On the first day of their pilgrimage, the New England bishops celebrated Mass in the chapel of the Rome basilica that houses the Marian icon “Salus Populi Romani” (health of the Roman people).
In his homily, Archbishop Blair reflected on the day’s memorial of St. Charles Borromeo and read a description of the saint by Bishop Antonio Seneca of Anagni, Italy, who had lived in the same house with him.
St. Charles, the archbishop read, was “vigilant in rooting out vice, benevolent in correction, just in judgment, loving in punishment, patient of human weakness, quick to avenge disobedience, his justice was united with kindness, his severity with gentleness and peace. He was a diligent guardian of wholesome discipline both in priests and people.”

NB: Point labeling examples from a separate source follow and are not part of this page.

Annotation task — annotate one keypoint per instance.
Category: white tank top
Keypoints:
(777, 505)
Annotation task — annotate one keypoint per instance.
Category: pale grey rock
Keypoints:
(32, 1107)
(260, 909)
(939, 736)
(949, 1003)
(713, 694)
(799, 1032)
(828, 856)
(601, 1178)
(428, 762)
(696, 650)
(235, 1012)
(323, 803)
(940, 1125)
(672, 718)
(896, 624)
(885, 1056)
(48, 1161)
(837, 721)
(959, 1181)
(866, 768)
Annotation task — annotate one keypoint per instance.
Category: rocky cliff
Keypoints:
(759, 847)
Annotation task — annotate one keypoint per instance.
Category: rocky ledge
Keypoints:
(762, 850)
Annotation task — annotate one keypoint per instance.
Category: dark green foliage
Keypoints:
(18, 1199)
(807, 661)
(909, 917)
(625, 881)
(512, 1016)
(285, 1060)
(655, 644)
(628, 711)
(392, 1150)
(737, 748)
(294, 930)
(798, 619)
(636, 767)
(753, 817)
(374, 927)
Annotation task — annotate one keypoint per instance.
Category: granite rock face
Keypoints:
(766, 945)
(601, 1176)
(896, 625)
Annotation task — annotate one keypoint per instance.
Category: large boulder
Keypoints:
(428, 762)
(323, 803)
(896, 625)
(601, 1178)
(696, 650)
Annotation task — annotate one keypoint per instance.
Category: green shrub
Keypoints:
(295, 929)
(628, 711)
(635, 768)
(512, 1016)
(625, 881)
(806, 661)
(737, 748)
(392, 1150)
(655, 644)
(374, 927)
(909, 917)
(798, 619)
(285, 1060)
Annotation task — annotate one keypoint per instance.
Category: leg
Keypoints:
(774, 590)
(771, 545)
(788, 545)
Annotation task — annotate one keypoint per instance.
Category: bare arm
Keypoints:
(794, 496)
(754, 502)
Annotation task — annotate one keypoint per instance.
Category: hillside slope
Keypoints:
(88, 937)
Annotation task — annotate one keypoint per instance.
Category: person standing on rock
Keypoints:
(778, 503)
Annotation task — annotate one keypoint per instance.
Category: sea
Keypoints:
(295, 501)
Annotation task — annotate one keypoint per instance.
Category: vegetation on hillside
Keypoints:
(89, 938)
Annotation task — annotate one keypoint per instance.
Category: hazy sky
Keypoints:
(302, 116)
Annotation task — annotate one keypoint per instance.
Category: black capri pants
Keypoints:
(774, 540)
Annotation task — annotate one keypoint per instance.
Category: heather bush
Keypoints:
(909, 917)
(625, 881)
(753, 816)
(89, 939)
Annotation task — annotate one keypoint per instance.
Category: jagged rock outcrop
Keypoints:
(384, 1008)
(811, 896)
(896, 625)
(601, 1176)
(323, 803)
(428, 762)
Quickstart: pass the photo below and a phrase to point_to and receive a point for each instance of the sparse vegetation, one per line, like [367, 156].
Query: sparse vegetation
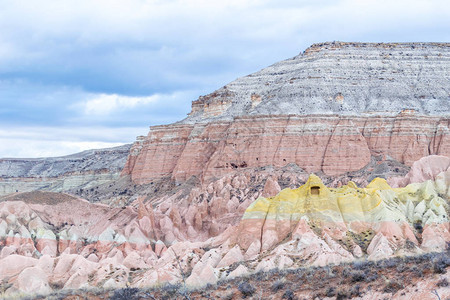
[246, 289]
[343, 281]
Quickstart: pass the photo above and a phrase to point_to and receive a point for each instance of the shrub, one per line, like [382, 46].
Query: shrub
[440, 264]
[278, 285]
[124, 294]
[357, 276]
[246, 289]
[392, 286]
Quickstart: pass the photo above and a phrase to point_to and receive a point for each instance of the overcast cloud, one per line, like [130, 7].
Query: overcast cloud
[85, 74]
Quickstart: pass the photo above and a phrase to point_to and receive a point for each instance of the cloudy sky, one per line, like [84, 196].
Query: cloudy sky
[84, 74]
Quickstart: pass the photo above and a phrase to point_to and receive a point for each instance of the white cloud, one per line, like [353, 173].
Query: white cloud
[31, 142]
[79, 64]
[105, 104]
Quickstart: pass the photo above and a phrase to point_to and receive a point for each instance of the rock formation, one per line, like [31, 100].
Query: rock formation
[85, 170]
[67, 242]
[333, 145]
[229, 191]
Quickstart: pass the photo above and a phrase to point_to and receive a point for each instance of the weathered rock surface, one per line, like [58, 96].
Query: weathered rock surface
[84, 170]
[71, 243]
[333, 145]
[339, 78]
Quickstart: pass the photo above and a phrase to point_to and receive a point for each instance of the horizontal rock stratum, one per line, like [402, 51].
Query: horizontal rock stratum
[339, 78]
[330, 144]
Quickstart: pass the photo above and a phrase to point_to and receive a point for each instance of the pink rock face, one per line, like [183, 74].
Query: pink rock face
[332, 144]
[200, 233]
[426, 168]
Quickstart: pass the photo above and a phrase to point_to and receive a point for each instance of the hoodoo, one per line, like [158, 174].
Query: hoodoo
[337, 155]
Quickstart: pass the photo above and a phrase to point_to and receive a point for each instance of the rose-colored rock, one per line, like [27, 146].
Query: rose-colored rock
[332, 144]
[426, 168]
[33, 280]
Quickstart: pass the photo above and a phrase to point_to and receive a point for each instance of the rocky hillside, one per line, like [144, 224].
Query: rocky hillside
[339, 78]
[52, 241]
[83, 170]
[229, 191]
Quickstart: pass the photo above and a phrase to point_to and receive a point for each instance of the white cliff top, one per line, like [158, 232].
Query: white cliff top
[339, 78]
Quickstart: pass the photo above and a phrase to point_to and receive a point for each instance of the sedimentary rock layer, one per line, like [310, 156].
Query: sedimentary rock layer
[330, 144]
[83, 170]
[341, 78]
[50, 241]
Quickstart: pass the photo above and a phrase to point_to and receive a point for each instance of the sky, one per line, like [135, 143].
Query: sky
[77, 75]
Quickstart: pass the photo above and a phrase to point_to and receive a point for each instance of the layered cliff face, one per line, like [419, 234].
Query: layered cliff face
[333, 145]
[228, 191]
[85, 170]
[326, 110]
[339, 78]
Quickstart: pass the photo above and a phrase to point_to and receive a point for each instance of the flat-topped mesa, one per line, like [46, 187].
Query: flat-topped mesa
[339, 78]
[330, 144]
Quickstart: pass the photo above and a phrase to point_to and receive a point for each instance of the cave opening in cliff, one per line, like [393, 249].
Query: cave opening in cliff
[315, 190]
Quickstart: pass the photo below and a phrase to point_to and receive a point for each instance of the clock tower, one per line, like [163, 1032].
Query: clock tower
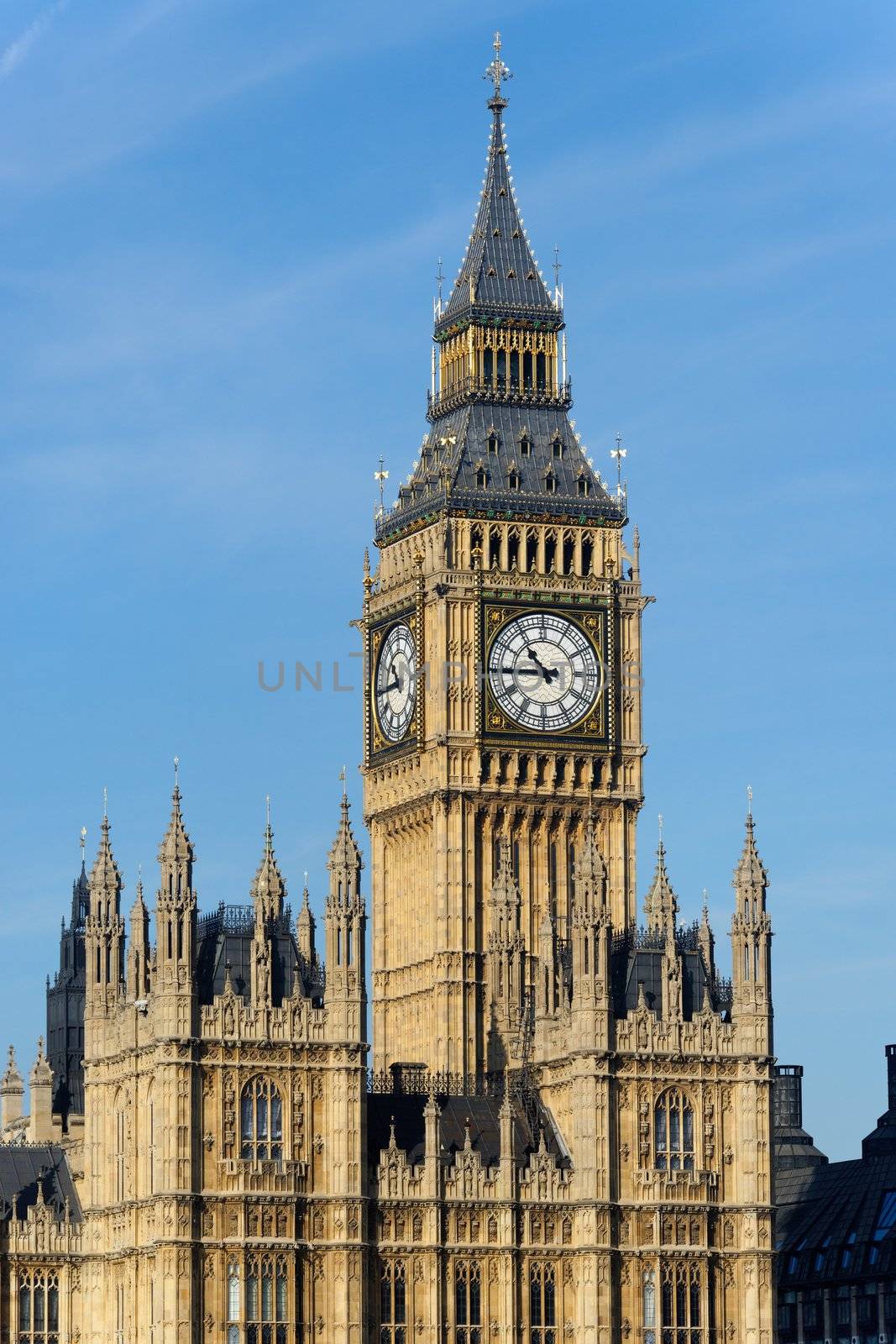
[503, 696]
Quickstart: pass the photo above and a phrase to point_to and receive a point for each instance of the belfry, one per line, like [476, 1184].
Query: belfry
[564, 1129]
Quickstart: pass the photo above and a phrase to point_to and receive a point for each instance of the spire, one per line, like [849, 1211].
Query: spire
[176, 846]
[305, 927]
[499, 272]
[105, 879]
[269, 889]
[344, 864]
[661, 906]
[750, 874]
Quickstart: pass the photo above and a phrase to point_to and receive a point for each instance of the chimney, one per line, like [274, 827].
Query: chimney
[788, 1097]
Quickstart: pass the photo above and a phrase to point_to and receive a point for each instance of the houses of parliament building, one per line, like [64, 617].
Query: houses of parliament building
[563, 1126]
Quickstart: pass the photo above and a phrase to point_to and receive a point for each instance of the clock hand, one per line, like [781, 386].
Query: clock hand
[548, 674]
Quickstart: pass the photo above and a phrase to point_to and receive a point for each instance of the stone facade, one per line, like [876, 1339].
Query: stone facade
[566, 1131]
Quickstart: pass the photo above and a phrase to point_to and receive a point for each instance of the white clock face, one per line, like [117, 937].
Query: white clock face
[544, 672]
[396, 683]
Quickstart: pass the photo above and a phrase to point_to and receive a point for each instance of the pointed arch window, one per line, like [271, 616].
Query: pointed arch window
[468, 1303]
[261, 1121]
[392, 1304]
[543, 1304]
[38, 1307]
[673, 1132]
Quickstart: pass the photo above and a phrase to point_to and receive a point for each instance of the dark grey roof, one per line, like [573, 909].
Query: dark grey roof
[638, 960]
[483, 1113]
[832, 1222]
[499, 259]
[226, 936]
[457, 445]
[23, 1168]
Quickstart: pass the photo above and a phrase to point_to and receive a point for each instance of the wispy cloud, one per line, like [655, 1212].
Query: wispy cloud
[18, 50]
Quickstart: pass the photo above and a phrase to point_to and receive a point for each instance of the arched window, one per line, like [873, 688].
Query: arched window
[120, 1155]
[261, 1121]
[468, 1303]
[673, 1133]
[649, 1307]
[392, 1304]
[680, 1303]
[266, 1301]
[543, 1304]
[38, 1308]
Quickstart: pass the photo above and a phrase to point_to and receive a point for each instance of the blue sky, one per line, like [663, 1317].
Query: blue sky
[219, 228]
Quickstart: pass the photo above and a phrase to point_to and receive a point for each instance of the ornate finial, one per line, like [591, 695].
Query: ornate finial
[618, 452]
[382, 477]
[497, 73]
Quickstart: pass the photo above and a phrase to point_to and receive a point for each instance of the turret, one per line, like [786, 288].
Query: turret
[305, 929]
[345, 929]
[176, 925]
[139, 949]
[752, 949]
[13, 1090]
[506, 960]
[103, 931]
[269, 893]
[590, 945]
[40, 1119]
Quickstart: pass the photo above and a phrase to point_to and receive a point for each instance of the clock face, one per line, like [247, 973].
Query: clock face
[396, 683]
[544, 672]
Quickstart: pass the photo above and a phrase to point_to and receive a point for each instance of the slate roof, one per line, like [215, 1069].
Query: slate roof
[831, 1222]
[23, 1168]
[499, 259]
[226, 936]
[483, 1115]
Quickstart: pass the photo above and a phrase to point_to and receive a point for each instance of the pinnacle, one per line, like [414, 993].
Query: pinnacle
[176, 846]
[105, 875]
[269, 887]
[750, 871]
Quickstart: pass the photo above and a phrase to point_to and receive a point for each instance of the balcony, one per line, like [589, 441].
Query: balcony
[506, 393]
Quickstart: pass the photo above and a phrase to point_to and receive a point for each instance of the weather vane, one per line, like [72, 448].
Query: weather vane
[497, 71]
[618, 452]
[382, 479]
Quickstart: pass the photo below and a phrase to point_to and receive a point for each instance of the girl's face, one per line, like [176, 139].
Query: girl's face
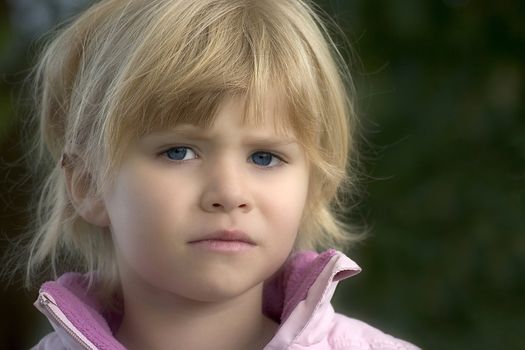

Archbishop Blair said that the Italian bishop’s description of the saint “took place in a church that had seemed to be failing, really failing.”
Recalling his years working at the Vatican Secretariat of State — from 1994 to 1997 — Archbishop Blair noted that the English section is located in an area known as the Borgia tower, where among the rooms is the apartment of Giovanni Borgia, the murdered son of Pope Alexander VI.
When the sins of those called to lead the church became more widely known, Archbishop Blair said, “it was a time of utter pain for the church and one might wonder how the church would ever get itself out of such a mess.”
Yet, decades after the death of the pope’s son, St. Charles Borromeo “inhabited that very same room,” he said. “The plea of God’s people — that the church be constantly renewed, and (that) by conforming itself to the likeness of Christ may show his face to the world — that prayer was answered.”
In the day’s reading from St. Paul’s Letter to the Romans, the archbishop noted, the apostle tells the Christian community that “the gifts and the call of God are irrevocable.”
“By (St. Charles’) very existence, in the midst of all that was going on in those days, truly the words of St. Paul were fulfilled with God’s irrevocable call,” Archbishop Blair said.
“I will close with one saying ascribed to St. Charles Borromeo that is perhaps the most important for us,” he said: “Souls are won on one’s knees. And we need to be men of faith and of prayer.”